What CFOs Are Optimistic About
Meet Anne. She's a CFO. She's happy.
No, it isn’t because she got a great interest rate on a car, or she just published her first digital book. Instead, Anne has a giddiness about the financial state of corporate America.
And she’s not the only one.
CFOs everywhere are, to put it conservatively, optimistic about companies—especially those at large organizations. Recent surveys point to a collective excitement about performance and cash influxes leading to growth, revenue, new hires, and more. In short: Get ready to accelerate!
Ok, so let’s look at optimism.
Deloitte’s CFO Signals Survey asked 155 CFOs from companies with mostly $1B in revenue how they felt about their companies’ financial prospects. +54 said they were optimistic, up from +47 last quarter.
While it may read as a small jump, it’s actually a new survey high—as in “They’ve never been this optimistic during the entire lifespan of this survey.”
Additionally, more than half of the CFOs expressed rising optimism in general, 90% say current conditions are good, and almost 60% indicate conditions will be better in a year.
Remember that CFOs (in general) are not ones to overstate. They’re often risk-adverse and detail-oriented, which makes sense because they guard companies’ financial performances. While the sky-high optimism won’t induce spontaneous CFO flamenco dancing in the hallways, it might elicit some light toe-tapping.
What’s causing this?
The report points to three occurrences for this optimism:
- Belief in the positive momentum of the North American, Chinese, and European economies
- Recent tax reform, which cuts the corporate tax rate
- Government spending bills that increase spending for the next two years
Taken together, they present a case for strong economies and growth opportunities for businesses.

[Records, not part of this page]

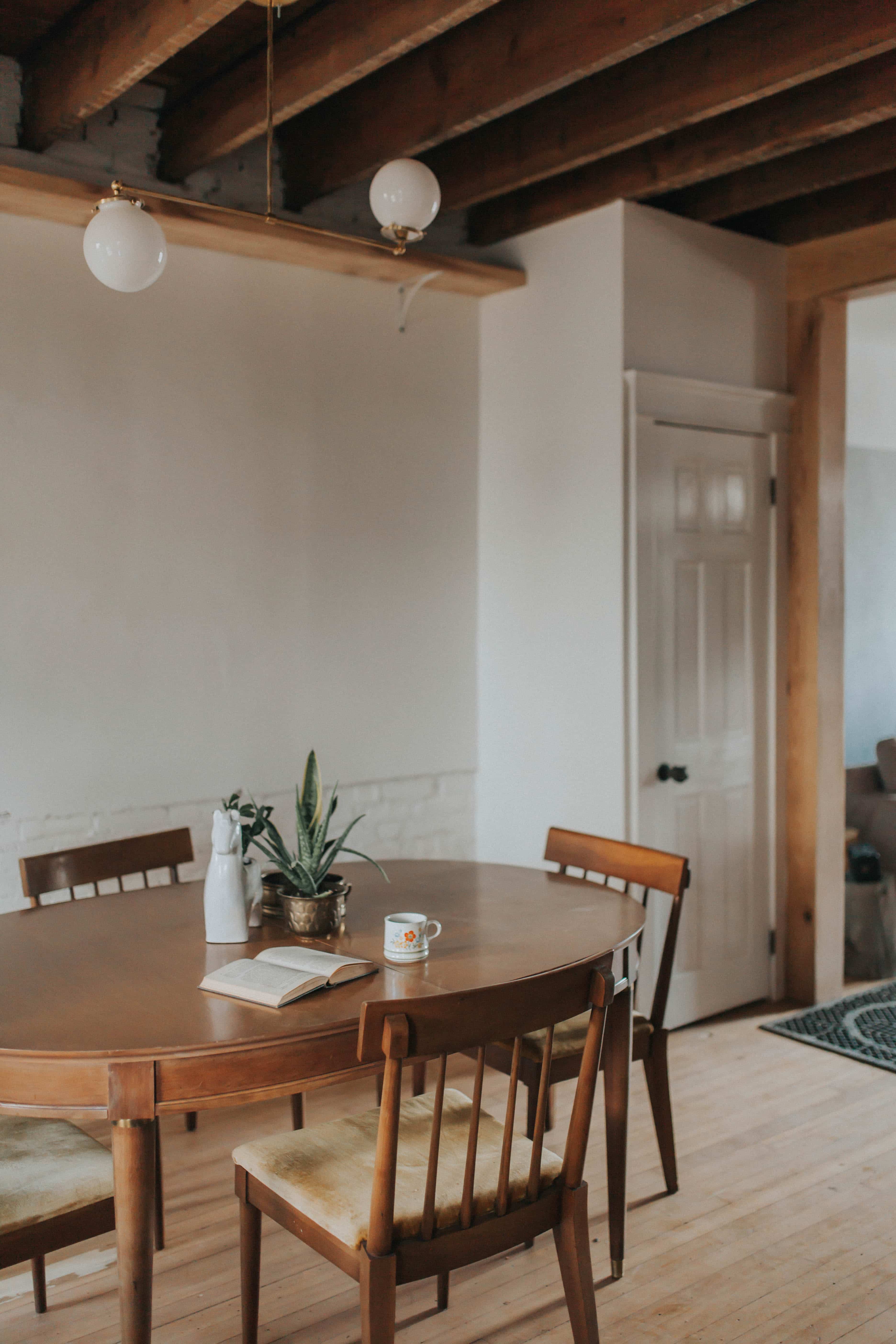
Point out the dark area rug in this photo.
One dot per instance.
(862, 1026)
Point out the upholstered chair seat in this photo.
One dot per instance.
(49, 1167)
(327, 1172)
(569, 1037)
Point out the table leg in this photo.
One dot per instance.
(617, 1068)
(134, 1154)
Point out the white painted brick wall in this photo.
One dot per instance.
(429, 816)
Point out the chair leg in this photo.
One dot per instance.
(159, 1210)
(250, 1265)
(657, 1073)
(378, 1299)
(39, 1280)
(574, 1253)
(617, 1069)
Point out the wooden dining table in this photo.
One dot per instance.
(101, 1014)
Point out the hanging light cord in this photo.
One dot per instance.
(271, 112)
(120, 190)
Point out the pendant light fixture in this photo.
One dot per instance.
(125, 248)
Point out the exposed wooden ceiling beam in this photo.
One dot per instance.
(62, 201)
(100, 53)
(821, 109)
(836, 210)
(851, 264)
(862, 155)
(751, 54)
(326, 53)
(516, 53)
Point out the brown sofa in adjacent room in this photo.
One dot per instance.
(871, 803)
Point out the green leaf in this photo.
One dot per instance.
(320, 840)
(359, 855)
(312, 792)
(306, 847)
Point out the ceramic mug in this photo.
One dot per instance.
(408, 936)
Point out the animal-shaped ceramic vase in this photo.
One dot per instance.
(254, 892)
(225, 900)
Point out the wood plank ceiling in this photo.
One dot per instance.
(769, 118)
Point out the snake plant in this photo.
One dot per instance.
(307, 870)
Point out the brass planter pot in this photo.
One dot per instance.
(272, 886)
(315, 917)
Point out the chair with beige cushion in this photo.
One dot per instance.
(418, 1189)
(111, 862)
(56, 1190)
(625, 865)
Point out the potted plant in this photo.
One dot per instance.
(314, 897)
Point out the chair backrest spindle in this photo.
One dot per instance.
(541, 1116)
(428, 1225)
(469, 1171)
(507, 1146)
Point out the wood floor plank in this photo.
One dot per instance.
(782, 1229)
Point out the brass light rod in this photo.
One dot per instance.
(120, 190)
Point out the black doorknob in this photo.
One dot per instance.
(672, 772)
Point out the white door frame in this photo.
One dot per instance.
(691, 402)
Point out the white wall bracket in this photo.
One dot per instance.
(406, 295)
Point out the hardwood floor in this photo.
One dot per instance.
(784, 1229)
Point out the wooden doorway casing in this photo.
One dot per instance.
(823, 276)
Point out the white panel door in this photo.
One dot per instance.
(703, 532)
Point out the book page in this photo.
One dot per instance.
(261, 976)
(318, 963)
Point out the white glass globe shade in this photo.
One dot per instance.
(408, 194)
(124, 246)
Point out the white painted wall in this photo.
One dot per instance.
(551, 654)
(621, 287)
(703, 303)
(871, 373)
(870, 682)
(240, 521)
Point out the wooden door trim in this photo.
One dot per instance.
(823, 276)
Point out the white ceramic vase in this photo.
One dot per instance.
(225, 897)
(254, 892)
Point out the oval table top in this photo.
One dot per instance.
(119, 975)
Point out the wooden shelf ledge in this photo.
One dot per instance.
(68, 202)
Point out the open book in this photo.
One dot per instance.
(279, 975)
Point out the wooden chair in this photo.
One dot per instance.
(655, 871)
(56, 1190)
(111, 862)
(420, 1189)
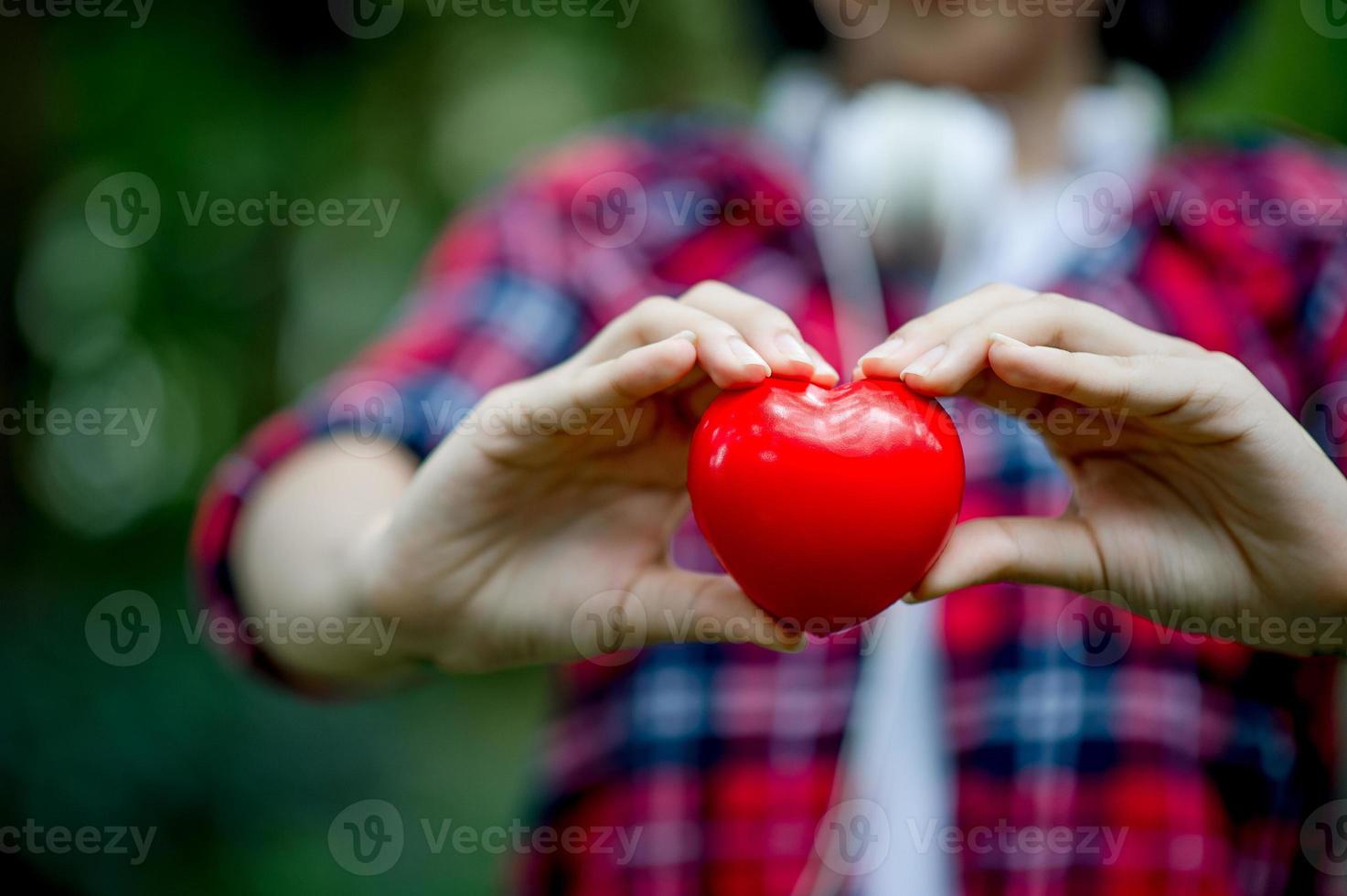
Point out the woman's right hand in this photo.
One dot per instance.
(539, 529)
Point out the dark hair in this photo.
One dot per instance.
(1172, 38)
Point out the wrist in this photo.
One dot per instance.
(375, 606)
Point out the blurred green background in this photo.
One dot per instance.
(211, 326)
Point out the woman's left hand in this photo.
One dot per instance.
(1203, 500)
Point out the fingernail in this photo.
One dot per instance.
(794, 349)
(745, 353)
(1008, 340)
(925, 364)
(885, 349)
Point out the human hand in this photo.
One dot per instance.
(561, 492)
(1211, 501)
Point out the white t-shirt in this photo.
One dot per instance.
(940, 161)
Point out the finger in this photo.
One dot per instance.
(769, 330)
(680, 605)
(722, 350)
(823, 372)
(636, 375)
(1060, 552)
(1056, 321)
(1147, 386)
(920, 335)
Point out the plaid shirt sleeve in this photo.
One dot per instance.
(492, 306)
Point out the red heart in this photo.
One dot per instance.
(826, 506)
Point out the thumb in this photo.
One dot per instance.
(1060, 552)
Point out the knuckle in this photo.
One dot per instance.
(651, 306)
(705, 292)
(1055, 299)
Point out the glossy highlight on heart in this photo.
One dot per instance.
(826, 506)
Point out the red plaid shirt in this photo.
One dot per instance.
(1209, 756)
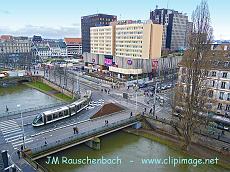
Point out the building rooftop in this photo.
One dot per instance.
(217, 60)
(99, 14)
(72, 40)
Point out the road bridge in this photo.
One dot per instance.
(64, 137)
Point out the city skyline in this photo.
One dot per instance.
(62, 19)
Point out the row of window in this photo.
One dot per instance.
(130, 33)
(224, 74)
(221, 107)
(221, 96)
(223, 85)
(129, 37)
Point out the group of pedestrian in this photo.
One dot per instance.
(105, 90)
(7, 109)
(19, 152)
(106, 122)
(131, 114)
(75, 130)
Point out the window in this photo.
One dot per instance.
(224, 75)
(223, 85)
(228, 98)
(214, 73)
(227, 108)
(219, 107)
(213, 83)
(210, 94)
(221, 96)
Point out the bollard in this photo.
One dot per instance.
(5, 160)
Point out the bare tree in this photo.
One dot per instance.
(191, 93)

How do CFOs plan to spend money this year?
CFOs said they will increase investments in their companies, with 38% expecting to invest more in innovation and R&D such as new technology, products, and/or services. Nine out of 10 CFOs anticipate investments in core businesses, while 82% anticipate investment in new businesses.
They also anticipate additional hiring and raising salaries. According to the Duke University/CFO Global Business Outlook for Q1 2018, “… more than 40 percent of U.S. companies say they plan to boost wages and 38 percent will increase hiring in 2018 ...” This is complemented by Deloitte’s survey, which reported 31% will hire more and 28% will increase wages.
How does this help SMBs?
First, status quo or cutting costs are both out the door. Companies aggressively investing in core and new businesses need suppliers, partners, and consultants to support their visions. For B2B companies, this translates to ample opportunities. High-dollar sales deals that might have petered out will start to pick up and be accompanied by new leads. As new businesses develop, they will need consultants and partners (like the ones your company specializes in) to launch as well as all the third-parties potentially involved downstream such as marketing and advertising agencies.

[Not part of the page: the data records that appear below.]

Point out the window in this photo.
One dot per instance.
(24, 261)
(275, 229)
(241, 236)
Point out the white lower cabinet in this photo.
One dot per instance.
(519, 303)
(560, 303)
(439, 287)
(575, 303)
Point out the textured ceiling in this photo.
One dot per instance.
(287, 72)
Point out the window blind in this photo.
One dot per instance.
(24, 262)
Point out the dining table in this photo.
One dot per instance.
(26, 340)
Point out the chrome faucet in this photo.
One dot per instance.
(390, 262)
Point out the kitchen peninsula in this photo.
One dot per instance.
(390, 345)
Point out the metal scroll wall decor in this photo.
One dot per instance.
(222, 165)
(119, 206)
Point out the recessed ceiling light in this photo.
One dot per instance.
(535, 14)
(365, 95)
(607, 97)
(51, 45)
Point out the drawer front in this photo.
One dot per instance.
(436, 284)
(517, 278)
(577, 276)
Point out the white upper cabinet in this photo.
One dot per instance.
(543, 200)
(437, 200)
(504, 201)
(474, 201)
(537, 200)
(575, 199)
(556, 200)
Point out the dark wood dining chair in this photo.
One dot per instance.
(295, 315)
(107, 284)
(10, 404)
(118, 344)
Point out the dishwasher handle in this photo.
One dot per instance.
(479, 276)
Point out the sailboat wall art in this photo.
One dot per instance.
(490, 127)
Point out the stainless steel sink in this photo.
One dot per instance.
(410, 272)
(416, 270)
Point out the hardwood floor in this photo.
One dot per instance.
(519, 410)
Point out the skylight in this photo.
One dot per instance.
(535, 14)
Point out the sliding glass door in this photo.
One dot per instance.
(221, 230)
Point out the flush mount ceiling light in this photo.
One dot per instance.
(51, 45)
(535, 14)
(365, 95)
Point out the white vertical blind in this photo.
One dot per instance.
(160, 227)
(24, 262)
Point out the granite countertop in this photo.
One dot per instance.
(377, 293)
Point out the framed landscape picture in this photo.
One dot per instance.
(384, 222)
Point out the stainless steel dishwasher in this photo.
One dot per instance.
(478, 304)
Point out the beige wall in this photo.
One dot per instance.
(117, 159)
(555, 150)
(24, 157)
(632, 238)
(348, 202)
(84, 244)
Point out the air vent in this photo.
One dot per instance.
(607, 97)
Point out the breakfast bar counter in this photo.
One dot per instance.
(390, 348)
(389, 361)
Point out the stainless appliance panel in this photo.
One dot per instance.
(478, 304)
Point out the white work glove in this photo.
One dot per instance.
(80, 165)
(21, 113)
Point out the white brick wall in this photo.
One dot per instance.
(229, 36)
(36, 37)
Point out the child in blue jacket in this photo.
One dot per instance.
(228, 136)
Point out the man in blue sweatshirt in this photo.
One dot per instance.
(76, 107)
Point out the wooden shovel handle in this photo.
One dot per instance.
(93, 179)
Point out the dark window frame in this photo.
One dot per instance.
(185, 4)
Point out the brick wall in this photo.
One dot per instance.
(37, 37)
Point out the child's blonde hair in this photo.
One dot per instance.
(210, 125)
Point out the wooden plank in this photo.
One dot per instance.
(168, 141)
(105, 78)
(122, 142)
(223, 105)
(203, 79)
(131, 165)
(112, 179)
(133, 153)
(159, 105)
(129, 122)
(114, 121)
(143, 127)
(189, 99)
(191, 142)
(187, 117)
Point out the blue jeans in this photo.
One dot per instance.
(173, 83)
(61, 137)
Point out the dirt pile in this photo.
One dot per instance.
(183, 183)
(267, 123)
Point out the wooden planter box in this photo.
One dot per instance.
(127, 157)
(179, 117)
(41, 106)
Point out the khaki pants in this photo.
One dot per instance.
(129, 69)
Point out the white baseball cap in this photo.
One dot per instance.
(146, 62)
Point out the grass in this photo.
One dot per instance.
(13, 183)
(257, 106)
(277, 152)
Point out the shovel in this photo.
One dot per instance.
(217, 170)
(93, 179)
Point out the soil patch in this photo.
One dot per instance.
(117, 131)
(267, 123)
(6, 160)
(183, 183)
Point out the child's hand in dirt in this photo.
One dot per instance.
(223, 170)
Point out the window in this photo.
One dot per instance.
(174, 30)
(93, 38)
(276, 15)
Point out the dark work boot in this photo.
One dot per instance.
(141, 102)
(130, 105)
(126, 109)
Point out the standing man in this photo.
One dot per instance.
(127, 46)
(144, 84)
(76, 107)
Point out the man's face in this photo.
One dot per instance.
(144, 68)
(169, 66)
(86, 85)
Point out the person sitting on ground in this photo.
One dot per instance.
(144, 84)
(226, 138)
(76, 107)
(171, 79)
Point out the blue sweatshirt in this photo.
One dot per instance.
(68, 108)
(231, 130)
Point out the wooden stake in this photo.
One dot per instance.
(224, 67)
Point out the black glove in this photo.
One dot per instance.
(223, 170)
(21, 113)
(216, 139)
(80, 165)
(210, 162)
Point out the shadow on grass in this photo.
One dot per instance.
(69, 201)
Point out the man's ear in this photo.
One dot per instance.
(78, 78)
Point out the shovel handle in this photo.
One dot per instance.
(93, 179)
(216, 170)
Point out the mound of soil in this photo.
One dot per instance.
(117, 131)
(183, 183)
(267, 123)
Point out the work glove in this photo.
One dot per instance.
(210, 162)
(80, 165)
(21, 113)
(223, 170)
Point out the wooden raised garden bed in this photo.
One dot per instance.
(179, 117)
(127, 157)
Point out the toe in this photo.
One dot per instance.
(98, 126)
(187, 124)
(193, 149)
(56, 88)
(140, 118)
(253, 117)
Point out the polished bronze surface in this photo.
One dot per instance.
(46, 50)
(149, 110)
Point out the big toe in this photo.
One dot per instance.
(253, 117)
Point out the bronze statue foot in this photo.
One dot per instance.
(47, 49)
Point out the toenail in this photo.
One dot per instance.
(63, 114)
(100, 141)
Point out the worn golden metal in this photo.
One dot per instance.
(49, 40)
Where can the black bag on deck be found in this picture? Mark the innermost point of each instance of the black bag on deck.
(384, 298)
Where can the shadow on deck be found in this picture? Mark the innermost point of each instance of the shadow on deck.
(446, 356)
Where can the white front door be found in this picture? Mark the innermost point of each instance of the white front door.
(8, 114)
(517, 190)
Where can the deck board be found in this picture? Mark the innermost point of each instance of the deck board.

A Grant Thornton survey found that only three percent of CFOs feel they understand blockchain. That means for SMBs focused on blockchain, there’s an immense opportunity to educate and sell their capabilities.
Second, assertive expansion of businesses and services mean there is a greater need for the people that power them. That’s right—new hires. Companies will be adding to their ranks and willing to pay handsomely for talented employees in a tight market. Potentially, more people will be employed and at better salaries. For B2C businesses, this may lead to more spending on the consumer side as employees enjoy their higher incomes. For B2B organizations, the need for new employees coupled with a limited amount available means staffing companies will be in demand. Businesses will also look for innovative ways to ensure they have the resources they need, which means hikes in outsourcing and partnerships.
As the signs on the highway say: Buckle up. CFOs at large companies anticipate moving forward at full throttle. And you’re invited to join the ride.